After all of the recent damage to Skullcandy (NASDAQ:SKUL) stock following the double whammy of the introduction of new Apple EarPods and the Morgan Stanley downgrade, I'm shocked that there has been no commentary about today's very interesting development. That is, Skullcandy hired Vizio's Kyle Wescoat as the new CFO, starting Oct. 1. To find out why this is more than just a trivial piece of boilerplate news, its important to look into Wescoat's background a bit. Below, I have listed my reasons why I believe that this new hiring is indicative of a potentially massive move in what is the most shorted Nasdaq stock by a wide margin.
- Wescoat is 60 years old, at or near the tail-end of an illustrious career with many successes. He was instrumental in the transformation of Vans from an ordinary footwear company into one of the fastest growing teen brands in history. Interestingly enough, during his stint with Vans from 1996-2001, he led a European expansion that resulted in the doubling of sales and profits. I believe this is interesting because Skullcandy is in the same boat right now, reaping healthy margins from Europe along with rapid growth that is outpacing already strong domestic year-over-year sales. By all accounts, he seems to be a specialist in international distribution. That's a big plus for Skullcandy.

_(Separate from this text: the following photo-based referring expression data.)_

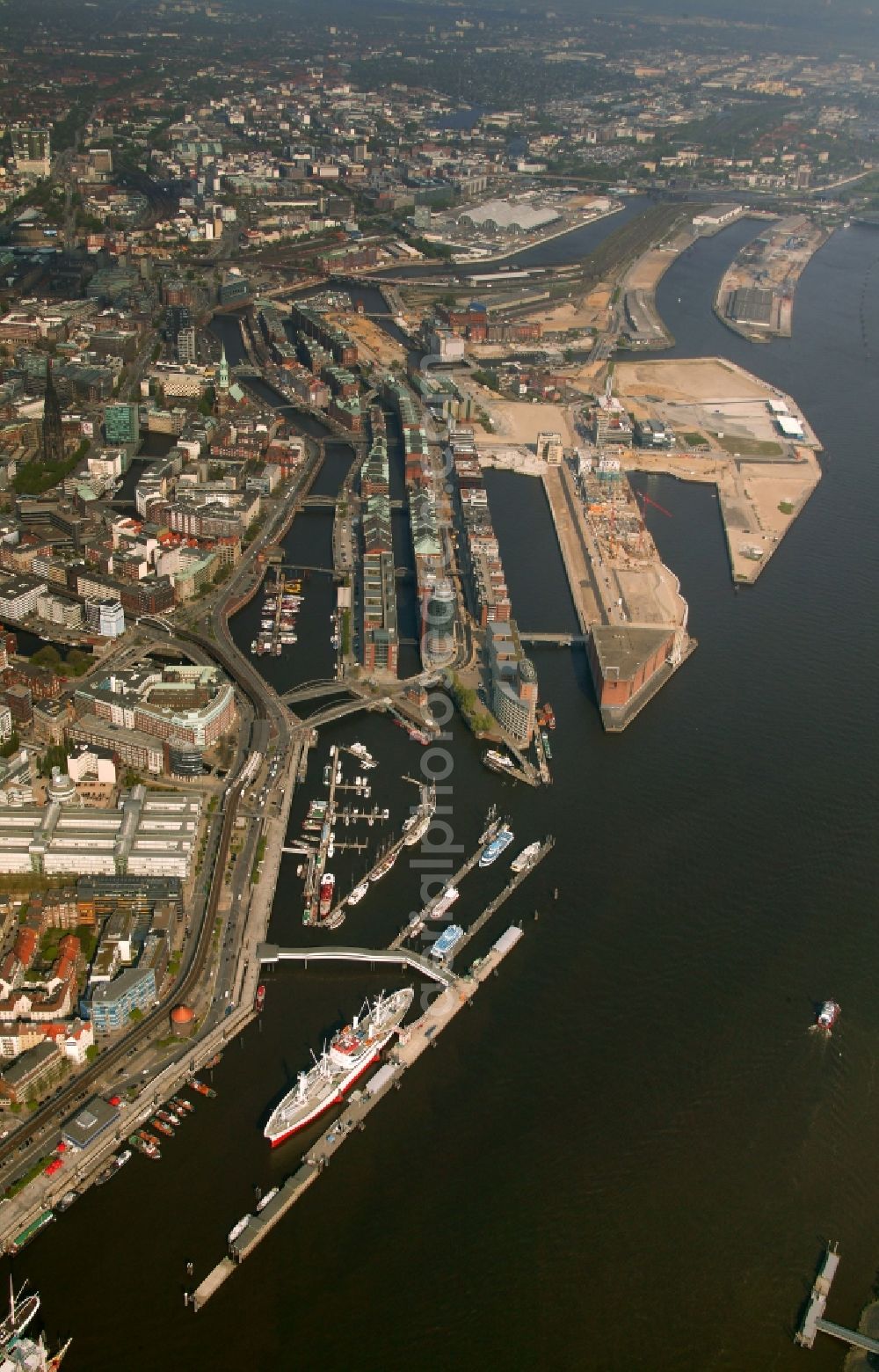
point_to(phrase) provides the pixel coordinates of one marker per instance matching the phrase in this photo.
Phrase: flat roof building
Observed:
(93, 1119)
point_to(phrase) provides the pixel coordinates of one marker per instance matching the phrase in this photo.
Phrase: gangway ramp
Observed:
(854, 1337)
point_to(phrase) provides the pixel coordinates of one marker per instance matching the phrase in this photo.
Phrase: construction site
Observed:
(732, 431)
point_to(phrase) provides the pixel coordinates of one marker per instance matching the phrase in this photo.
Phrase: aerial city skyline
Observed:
(438, 573)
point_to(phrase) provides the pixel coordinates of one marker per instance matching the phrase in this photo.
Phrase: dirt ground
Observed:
(687, 380)
(372, 339)
(520, 421)
(751, 494)
(583, 313)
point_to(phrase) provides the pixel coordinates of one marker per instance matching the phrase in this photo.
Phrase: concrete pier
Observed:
(817, 1301)
(413, 1040)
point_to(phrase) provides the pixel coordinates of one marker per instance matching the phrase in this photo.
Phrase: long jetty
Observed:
(813, 1322)
(413, 1041)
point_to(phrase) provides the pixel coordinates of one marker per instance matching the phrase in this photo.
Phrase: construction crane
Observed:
(642, 495)
(646, 501)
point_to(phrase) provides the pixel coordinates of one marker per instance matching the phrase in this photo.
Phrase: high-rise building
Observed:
(122, 424)
(186, 346)
(53, 435)
(32, 150)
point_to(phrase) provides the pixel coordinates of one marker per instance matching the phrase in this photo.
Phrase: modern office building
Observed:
(122, 424)
(32, 150)
(113, 1002)
(105, 617)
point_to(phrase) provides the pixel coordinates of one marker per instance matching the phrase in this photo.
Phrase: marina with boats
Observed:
(320, 840)
(277, 627)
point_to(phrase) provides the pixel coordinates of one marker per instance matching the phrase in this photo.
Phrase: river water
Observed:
(629, 1150)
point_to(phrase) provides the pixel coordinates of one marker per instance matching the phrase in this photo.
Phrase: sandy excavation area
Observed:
(520, 421)
(583, 313)
(698, 380)
(372, 339)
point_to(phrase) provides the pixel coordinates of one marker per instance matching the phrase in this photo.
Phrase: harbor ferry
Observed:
(492, 850)
(827, 1016)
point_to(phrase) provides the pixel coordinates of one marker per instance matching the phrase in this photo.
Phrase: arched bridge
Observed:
(272, 953)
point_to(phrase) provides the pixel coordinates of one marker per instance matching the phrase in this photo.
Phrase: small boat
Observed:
(325, 899)
(239, 1228)
(498, 762)
(147, 1149)
(384, 866)
(526, 858)
(31, 1231)
(113, 1166)
(492, 850)
(827, 1017)
(21, 1312)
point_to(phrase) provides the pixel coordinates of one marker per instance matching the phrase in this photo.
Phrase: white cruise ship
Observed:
(350, 1054)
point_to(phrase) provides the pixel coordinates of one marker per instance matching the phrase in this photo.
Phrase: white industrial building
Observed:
(149, 835)
(19, 595)
(509, 215)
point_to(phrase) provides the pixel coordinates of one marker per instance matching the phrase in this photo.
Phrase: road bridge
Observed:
(313, 689)
(563, 639)
(854, 1337)
(272, 953)
(325, 717)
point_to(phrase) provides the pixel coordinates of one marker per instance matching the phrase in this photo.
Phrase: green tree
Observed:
(10, 747)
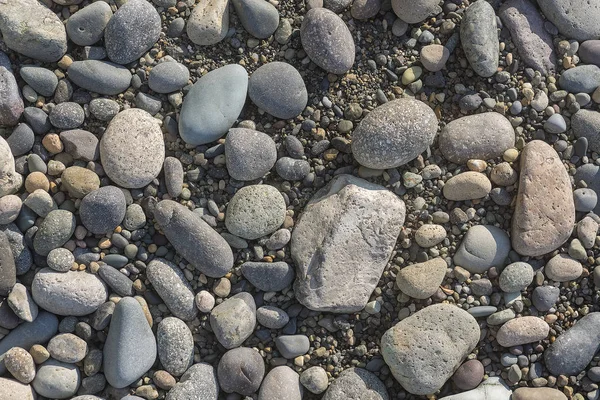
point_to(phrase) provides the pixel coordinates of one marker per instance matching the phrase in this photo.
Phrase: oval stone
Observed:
(394, 134)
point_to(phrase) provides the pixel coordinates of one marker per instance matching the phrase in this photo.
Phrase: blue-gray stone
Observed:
(100, 76)
(130, 347)
(132, 31)
(213, 104)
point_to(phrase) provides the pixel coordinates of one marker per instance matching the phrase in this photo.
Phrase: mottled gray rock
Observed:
(526, 27)
(132, 148)
(327, 41)
(278, 88)
(37, 33)
(171, 285)
(100, 76)
(480, 136)
(479, 38)
(574, 349)
(241, 370)
(175, 345)
(132, 31)
(86, 26)
(130, 347)
(213, 104)
(425, 349)
(233, 321)
(544, 213)
(68, 293)
(194, 239)
(340, 248)
(356, 383)
(249, 154)
(394, 134)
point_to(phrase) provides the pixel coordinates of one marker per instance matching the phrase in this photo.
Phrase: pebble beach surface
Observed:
(299, 199)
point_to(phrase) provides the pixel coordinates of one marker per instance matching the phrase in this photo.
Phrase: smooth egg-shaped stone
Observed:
(213, 104)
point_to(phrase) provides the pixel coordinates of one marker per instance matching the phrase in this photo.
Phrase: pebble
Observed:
(540, 226)
(265, 89)
(421, 281)
(241, 371)
(394, 133)
(213, 104)
(124, 44)
(175, 345)
(74, 293)
(233, 321)
(130, 347)
(172, 286)
(327, 41)
(249, 154)
(194, 239)
(132, 149)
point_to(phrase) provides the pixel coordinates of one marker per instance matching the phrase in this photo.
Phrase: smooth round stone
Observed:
(86, 26)
(213, 104)
(233, 320)
(555, 124)
(411, 12)
(56, 380)
(102, 210)
(327, 41)
(278, 88)
(132, 149)
(356, 383)
(42, 80)
(545, 297)
(394, 134)
(67, 115)
(255, 211)
(56, 229)
(74, 293)
(67, 348)
(175, 345)
(249, 154)
(100, 76)
(259, 18)
(168, 77)
(522, 330)
(132, 31)
(585, 199)
(516, 277)
(241, 371)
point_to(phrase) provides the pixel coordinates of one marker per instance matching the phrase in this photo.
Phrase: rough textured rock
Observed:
(526, 27)
(479, 136)
(545, 212)
(394, 134)
(479, 38)
(342, 243)
(425, 349)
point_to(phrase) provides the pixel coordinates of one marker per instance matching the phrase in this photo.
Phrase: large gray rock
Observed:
(194, 239)
(327, 40)
(576, 19)
(213, 104)
(394, 134)
(526, 27)
(425, 349)
(342, 243)
(37, 33)
(480, 136)
(130, 347)
(479, 38)
(573, 350)
(132, 149)
(545, 212)
(74, 293)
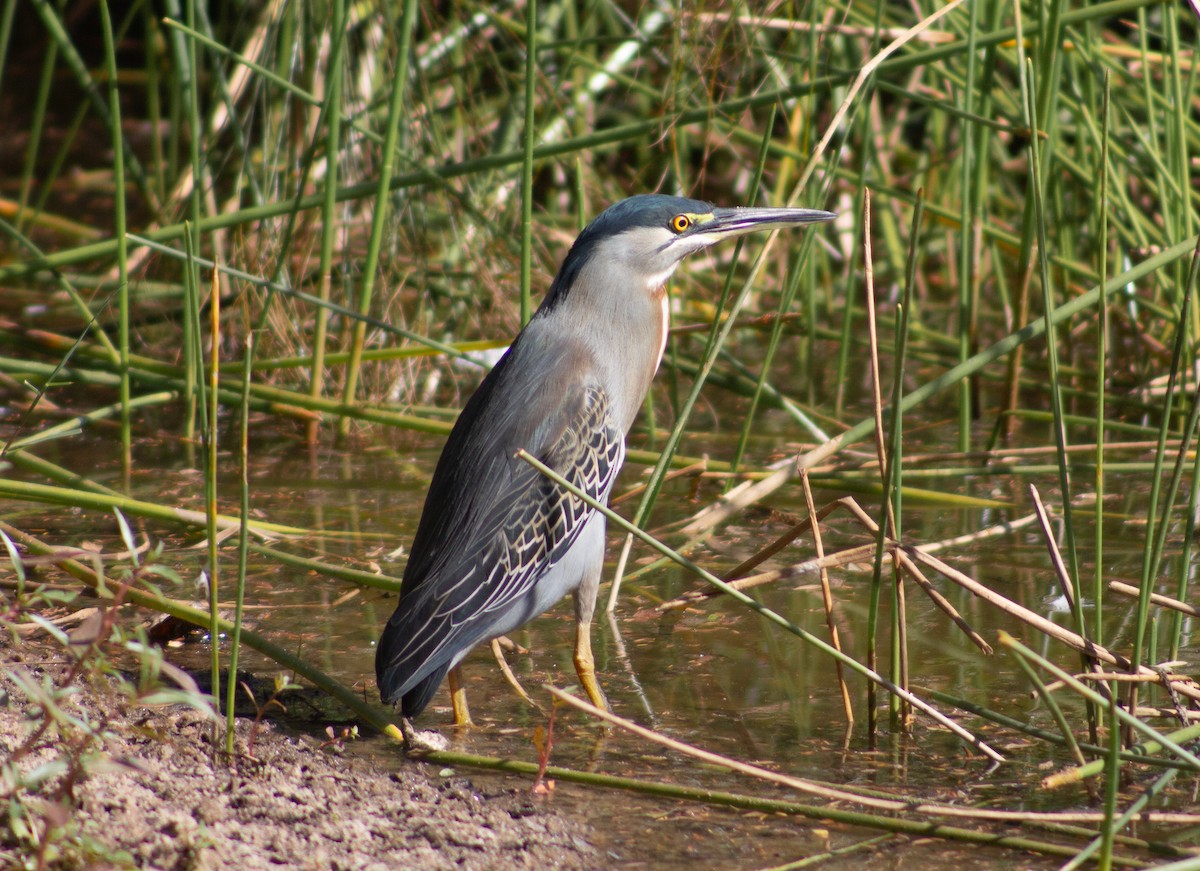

- Following a relatively uneventful two-year stint at Cherokee, he was recruited by Aspen Education Group to prepare the company for a major liquidity event. He accomplished this successfully by overseeing the sale of Aspen to Bain Capital. It is apparent that his private equity roots run deep. While Skullcandy gets no respect from the Street, despite beating earnings five quarters in a row, perhaps the board has had enough and feels that shareholder value is best unlocked by putting the company up for sale? Clearly, Wescoat is the right man for the job having already executed a similar plan under similar circumstances.
- Wescoat is currently the CFO of Vizio, a company that at over $2 billion per year in revenue is nearly 10 times the size of Skullcandy. Of course, he was recruited by Vizio to prepare the company for an IPO. This IPO never happened, although it may in the future. There are executives who spend a career jumping from company to company to prepare for liquidity events. In fact, Mitch Edwards, the CFO of Skullcandy, was one of these types. He resigned in March following an oversubscribed and successful IPO for SKUL. Why would Wescoat leave a consumer electronics giant to take the same position at a much smaller company?
By all accounts, it seems pretty obvious that the 60-year-old Wescoat is not leaving his comfortable job at Vizio at this point in his successful career and uprooting his family from beautiful Huntington Beach in order to move to Utah and spend the next five or 10 years shuffling papers and going through the motions at Skullcandy. We have learned that he is an international sales specialist, with experience in Europe, which is an area of great importance to Skullcandy at the moment. This area is a "make or break" region for the company right now, and to unlock the full value of Skullcandy it needs to really press up its European sales. My guess is that will be Wescoat's first job.
If I was a betting man -- which, coincidentally, I am -- I would say that the next step will be the liquidity event. Since Skullcandy has already executed its IPO, it would only make sense that the liquidity event I am anticipating is likely to be a sale to private equity. As we have seen, Wescoat has done it before with Aspen, and a sale to private equity makes sense because despite how many times Skullcandy can beat the numbers, the stock gets continually hammered. Case in point: Fellow writer Helix Investment Management did a great job presenting the bull case here -- definitely worth a read before considering an investment in Skullcandy.
To wrap this up, the bottom line is that being a public company is not a universal solution for every enterprise. Skullcandy is very healthy, with no long-term debt and has experienced very rapid sales growth. Skullcandy is currently trading at a 2013 forward P/E of under 10. Normally a young, debt-free, cash flow positive growth story like this that has beat the numbers every quarter for the past five should be trading at least at double that multiple. I believe the board has now figured out that no matter what it does, it can unlock far greater shareholder value by selling off the company. So it makes sense that it went out and recruited a guy who does just that, and has done it well throughout his career.
I would not be surprised to hear some buyout rumors across the wires over the next little while. With over 11.5 million shares short and a highly concentrated institutional ownership, along with no real credible short thesis by anybody with any stature on the Street, this could shape up to be the squeeze of the century.